Monday, July 2, 2007

Movie Review - Sicko

To begin with the end is probably the best way to approach the evaluation of any movie from filmmaker Michael Moore. That's because this propagandist is amazingly skilled at ending each of his films with something that no reasonable person could, or should, argue against. As you and the rest of the audience are drawn into spontaneous applause, as the credits roll, you forget the skillful nature he used to cherry pick facts which were convenient for his position and completely ignore any that suggest the bigger picture might just be, well, bigger.

It is indeed true, as the film suggests at the end, that it is sad, sickening and outrageous that rescue workers from 9/11 are able to get health care by going to Cuba but are apparently unable to get that care in the US. This stinks. It's bad. We should all hang our heads in collective shame about it.

As we back up, the premise of the film is clearly "Universal Health Care can do no wrong." To prove this, we first find a couple of Americans who were denied coverage for major trauma incidents: one who lost two fingers and had to pick which one he could afford to reattach and another who was denied coverage for an unconscious ambulance ride to the hospital because it wasn't pre-approved. Next, off to Canada we go where birds chirp merrily as every person is given the best medical care in the world, and with faster service than Moore receives at a fast food drive-through.

From Moore's account, the Canadian health care system is infallible and no one is ever left wanting.

Never mind the fact that I personally know more than one person who has had to leave Canada to get the surgery they need in America.

Also ignored is the fact that the medical devices we see used by the perfect health care systems of Canada, the UK, France and Cuba were mostly invented under the evil free-market system of the United States.

Shame on us for making life saving equipment. Will the evils of profit-minded researchers never end?

Yes, it's pretty hard to argue against the thought that all insurance programs are run by unholy hell spawn and Moore is very careful to spend most of his efforts bashing the system and not the individual caregivers. In fact, doctors are completely untouched in this film. Moore is after the insurance companies. After all, in the US we pay for our insurance and health care, but in these other countries it is "totally free."

I'll skip the Economics 101 lesson about what "free" means in this context.

No mention is made of prevention, diet or any "wellness" approaches to good health. Judging by Moore's own "healthy weight" it's pretty clear that he views health as something the doctor is supposed to care for only after you've fallen ill.

Another thought not covered by Sicko, but something Moore probably has no concern about anyway, is how Universal Health Care would be implemented in the US. In the 1950s, the AMA ran anti-socialized medicine campaigns and claimed it was the ultimate attack on freedom and a huge win for communism. But who would actually get the power with UHC? Universal Health Care is about guaranteed health care and is specifically not about freedom to affordable health care and choices for the type of care you receive. Would UHC simply make the American Medical Association into the total monopoly they wanted to become in 1847 when the AMA candidly told Congress that their intent was to drive away competition in the healing arts and raise the pay of the doctors who swore allegiance to the AMA?
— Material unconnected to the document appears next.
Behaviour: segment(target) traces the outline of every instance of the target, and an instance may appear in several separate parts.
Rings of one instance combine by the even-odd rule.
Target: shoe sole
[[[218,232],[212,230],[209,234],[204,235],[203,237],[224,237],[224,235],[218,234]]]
Moore even compares UHC to the "utopia" of the US Post Office and the Public School System.

Wow, why didn't he include the DMV in that list to really give us confidence in the bureaucratic efficiency of this system?

There's no doubt that the richest and most powerful nation in the world should be able to provide care for the least rich and least powerful among us. This rational thought is the siren song that makes this film hard to argue with once you've been mesmerized by the finale. However, the aspects of Sicko which clearly make this a film and in no way a documentary is what is most damaging to the possibility of open dialog over such an issue.

The US sickness care system has problems. It has huge problems. Over 90 million suffer from chronic disease for which the "one drug for every symptom" approach of Western Medicine is a dismal failure. The World Health Organization has ranked the US 37th in overall wellness in the world and that's in spite of being the number one in per capita spending. If that kind of money can't provide care to all those who need it, there's a problem. However Moore would have you believe that the solution is a finger snap away and that the same application of a failed sickness-based paradigm will work just because it's "universal."

1 comment:

Neil LaChapelle said...

Keep backing up, because there are lots of ways to lose sight of the bigger picture. Keep your eyes on the economic and administrative challenges of this problem, by all means, but keep pulling back to bring an additional thought into the picture. Americans abandon their own citizens to struggle and die un/under-treated, and this costs them proportionately more than other nations, where citizens help each other through 'inefficient' state mechanisms.

This may not be an argument for socialized medicine, but it should at least open the question. You have already defined a position based on economic *concepts*, but economic *facts* about international health care do not give unequivocal support for *any* position. This problem can be taken for granted as solved by an ideology or economic preconceptions. Maybe the neoliberal economics we have been swallowing for the past few decades is wrong! Hard facts regarding human bodies, alive vs. dead, healthy vs. diseased, *should* carry more weight in our minds then the currently dominant way we understand economics.